The Deer Hunter: Collector’s Edition (Shout Select) celebrates one of American film’s most powerful and poetic movies about the Vietnam War; Doris Day finds Romance on the High Seas (Warner Archive Collection) in her breakthrough movie; Andy Sidaris produced, but didn’t direct, The Dallas Connection (Mill Creek Entertainment), but the skimpy women’s swimwear on the cover lets you know he remained a creative influence; it’s a double bill of hard-nosed, vintage action with The Man from the Alamo/They Came to Cordura (Mill Creek Entertainment).
New TV
That more white Americans seemingly learned about the 1921 Tulsa Massacre from Watchmen (HBO/DC/Warner Bros.) than they did in school speaks volumes about what parts of the American experience do and don’t get taught in history class. And whether you’d read the original comics or not, or liked the Zach Snyder feature film based on those comics or not, this HBO limited series blew expectations wide open, creating a whole new story (that built on the old one) while provocatively exploring the skeletons in our nation’s closet.
Also available: Cross The X-Files with the Vatican, and you might wind up with Evil: Season One (CBS/Paramount); those foul-mouthed little bastards reach Episode 300 in South Park: The Complete Twenty-Third Season (Comedy Central/Paramount); Howard Hesseman became a role model to substitute-teachers everywhere with Head of the Class: The Complete First Season (Warner Archive); Batman’s butler gets a backstory in Pennyworth: The Complete First Season (DC/Warner Bros.).
A seemingly “perfect” couple separates but stays in the same house for the sake of their reputation as relationship experts in the romantic drama Stuck With You: Season One (UMC/RLJE); the 14-part documentary 1619: Up from Slavery (Mill Creek Entertainment) tracks the Black experience in America from forced immigration to the modern era; Adrian Dunbar is a disgraced doctor looking to mend family ties in the UK drama Blood, Series 2 (Acorn); Dr. Harleen Quinzel is having quite the year, from the popular Birds of Prey movie to the acclaimed Harley Quinn: The Complete First Season (DC/Warner Bros.).
Star Trek: Discovery fans won’t want to miss Star Trek: Short Treks (CBS/Paramount), which collects 11 canonical shorts (two of them animated) plus 50 minutes bonus material; fans of Essie Davis’ sleuth were so hungry for a feature film that they partially crowdsourced Miss Fisher and the Crypt of Tears (Acorn TV); here’s a cool treat for vintage TV fans – an adaptation of Wuthering Heights (Liberation Hall), presented in 1958 for The DuPont Show of the Month, starring Richard Burton, Rosemary Harris, and Patty Duke – in a DVD that comes with the original commercials included.

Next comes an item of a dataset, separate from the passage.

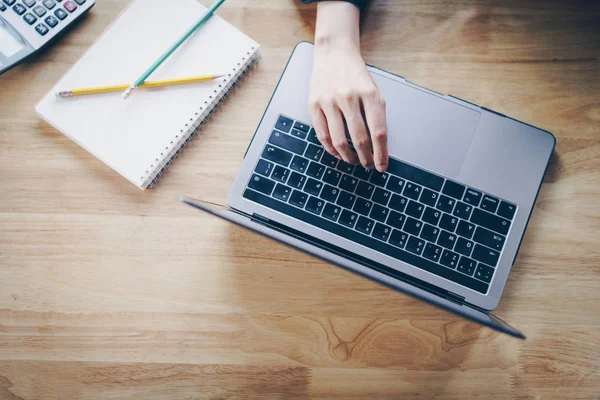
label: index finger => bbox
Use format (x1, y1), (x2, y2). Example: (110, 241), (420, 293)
(363, 94), (388, 172)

Doctor Who: The Complete Twelfth Series (BBC) sees The Doctor continuing her way through, around, and beyond the known universe; the oozy terror of vintage EC Comics lives on in the new anthology series Creepshow: Season One (Shudder/RLJE); one of TV’s most popular dramas reaches its climax with Power: Season Six (Lionsgate); and if you’re building a complete collection of one of Japan’s most beloved small-screen superheroes, the gorgeous line of Mill Creek Entertainment steelbooks continues with Ultraman Ace.